Racism 1992

UK commentary Racism 1992

 A shorter version of this article appeared in New Statesman & Society (4 November 1988). The full article was published in Race & Class, 30/3, January 1989.

There is a new racism emerging from the interstices of the old – less visible, more virulent, open to fascism and European – a racism directed against the migrants, refugees and asylum-seekers displaced from their own countries by the depredations of international capital. Indeed, it is capital’s need to break its national fetters and become European – to compete with American and Japanese capital, not least in the exploitation of the Third World – that has led to the growing influx of migrants into Europe. On the face of it, Europe does not want them, it would like to give full rein to capital without incurring its consequences: Third World immigrants create social and political problems. And yet, it is their labour, cheap and captive, that fuels vast areas of an ever-expanding service sector and makes their privatisation profitable. The problem as before is how to make economic gain without incurring social cost or political dislocation. And the answer as before is to let an unfettered racism, a racism open to market forces, exercise (an informal) internal control while at the same time imposing soft-option regulations on the intake of refugees, preferably on humanitarian grounds as bespeaks European culture and mores. 

The development of such a Pan-European racism is already present in Britain alongside the old British variety.
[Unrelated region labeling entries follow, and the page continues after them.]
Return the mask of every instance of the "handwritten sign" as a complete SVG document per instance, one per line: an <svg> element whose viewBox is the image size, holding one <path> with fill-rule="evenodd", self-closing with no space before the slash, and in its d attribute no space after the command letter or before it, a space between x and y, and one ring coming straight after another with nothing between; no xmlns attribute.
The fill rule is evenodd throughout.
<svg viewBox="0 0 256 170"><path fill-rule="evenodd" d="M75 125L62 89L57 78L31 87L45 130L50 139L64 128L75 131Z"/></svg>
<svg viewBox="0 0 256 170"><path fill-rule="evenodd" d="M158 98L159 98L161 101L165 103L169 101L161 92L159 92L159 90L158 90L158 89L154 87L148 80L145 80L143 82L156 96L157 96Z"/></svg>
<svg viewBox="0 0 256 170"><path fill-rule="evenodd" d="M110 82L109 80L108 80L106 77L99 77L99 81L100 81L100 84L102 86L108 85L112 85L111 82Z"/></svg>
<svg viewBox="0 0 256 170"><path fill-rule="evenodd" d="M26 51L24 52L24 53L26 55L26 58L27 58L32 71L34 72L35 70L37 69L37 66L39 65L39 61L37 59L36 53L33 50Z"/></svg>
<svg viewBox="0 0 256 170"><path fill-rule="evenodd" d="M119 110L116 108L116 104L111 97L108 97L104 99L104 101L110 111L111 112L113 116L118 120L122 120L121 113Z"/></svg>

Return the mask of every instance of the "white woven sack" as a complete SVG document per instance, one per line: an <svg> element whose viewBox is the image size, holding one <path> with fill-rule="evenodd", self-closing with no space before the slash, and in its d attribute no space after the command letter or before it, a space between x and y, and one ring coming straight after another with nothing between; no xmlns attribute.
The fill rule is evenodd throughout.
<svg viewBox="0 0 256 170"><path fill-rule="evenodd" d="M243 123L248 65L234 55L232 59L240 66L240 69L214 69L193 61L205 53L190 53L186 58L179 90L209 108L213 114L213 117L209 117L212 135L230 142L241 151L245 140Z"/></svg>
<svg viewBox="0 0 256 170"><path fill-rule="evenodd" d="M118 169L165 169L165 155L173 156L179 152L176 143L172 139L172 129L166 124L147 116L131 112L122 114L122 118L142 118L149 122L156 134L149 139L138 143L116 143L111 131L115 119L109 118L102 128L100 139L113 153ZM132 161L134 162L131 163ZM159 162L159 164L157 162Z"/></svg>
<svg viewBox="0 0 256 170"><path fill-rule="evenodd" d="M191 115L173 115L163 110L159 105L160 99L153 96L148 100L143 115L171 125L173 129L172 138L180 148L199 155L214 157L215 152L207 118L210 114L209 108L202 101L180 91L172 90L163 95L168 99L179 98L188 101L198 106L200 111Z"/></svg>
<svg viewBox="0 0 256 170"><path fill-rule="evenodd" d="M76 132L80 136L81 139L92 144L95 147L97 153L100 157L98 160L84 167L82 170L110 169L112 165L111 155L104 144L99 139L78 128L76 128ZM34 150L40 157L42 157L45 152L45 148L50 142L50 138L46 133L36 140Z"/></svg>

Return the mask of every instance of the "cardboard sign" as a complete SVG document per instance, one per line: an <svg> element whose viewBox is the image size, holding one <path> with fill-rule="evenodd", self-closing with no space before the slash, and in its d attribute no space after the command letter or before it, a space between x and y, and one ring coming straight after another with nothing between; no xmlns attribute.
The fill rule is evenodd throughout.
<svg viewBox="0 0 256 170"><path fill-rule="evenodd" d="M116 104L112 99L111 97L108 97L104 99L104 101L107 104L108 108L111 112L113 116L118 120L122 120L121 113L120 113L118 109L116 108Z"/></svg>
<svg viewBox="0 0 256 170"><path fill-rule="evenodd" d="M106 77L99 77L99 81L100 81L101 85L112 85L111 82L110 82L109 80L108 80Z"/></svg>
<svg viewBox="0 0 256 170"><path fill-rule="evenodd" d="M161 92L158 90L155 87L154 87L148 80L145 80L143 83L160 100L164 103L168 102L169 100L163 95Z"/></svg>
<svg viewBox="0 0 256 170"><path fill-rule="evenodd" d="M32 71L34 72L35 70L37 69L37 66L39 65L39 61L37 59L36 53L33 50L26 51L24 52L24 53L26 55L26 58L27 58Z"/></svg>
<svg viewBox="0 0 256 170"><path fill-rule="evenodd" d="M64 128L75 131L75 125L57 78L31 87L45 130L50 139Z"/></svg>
But Britain, unlike the rest of Europe, has relied so much and so long on (imported) colonial labour and has been so slow to grasp the nettle of the technological revolution that the change-over to the European mode has been slow and halting. Even so, the Immigration Act of ’71 had already heralded Britain’s entry into Europe two years later by putting an end to all primary or settler immigration from the ‘New Commonwealth’ and opting, instead, for the Gastarbeiter labour of Europe. Common wealth citizens were henceforth on a par with aliens. Other restrictions followed, making it virtually impossible for those already settled here to bring their fiancés and dependants over. Deportations were made easier and Mrs Thatcher assured the nation that she at least would not let it be ‘rather swamped by people with a different culture’.

 

For a while it looked as though the Powellite project of ‘induced repatriation’ might take off. But the campaigns of blacks against unjust immigration laws and quick-fire deportations, proclaiming that they were ‘Here to stay, Here to fight, and the rebellions of young blacks against an increasingly racist and repressive system, put paid to such a hope or programme. And it was left to the Nationality Act of ’81 to “regularise’ the nationality of Britain’s black population, citizenise them, in preparation for a Europe sans frontières.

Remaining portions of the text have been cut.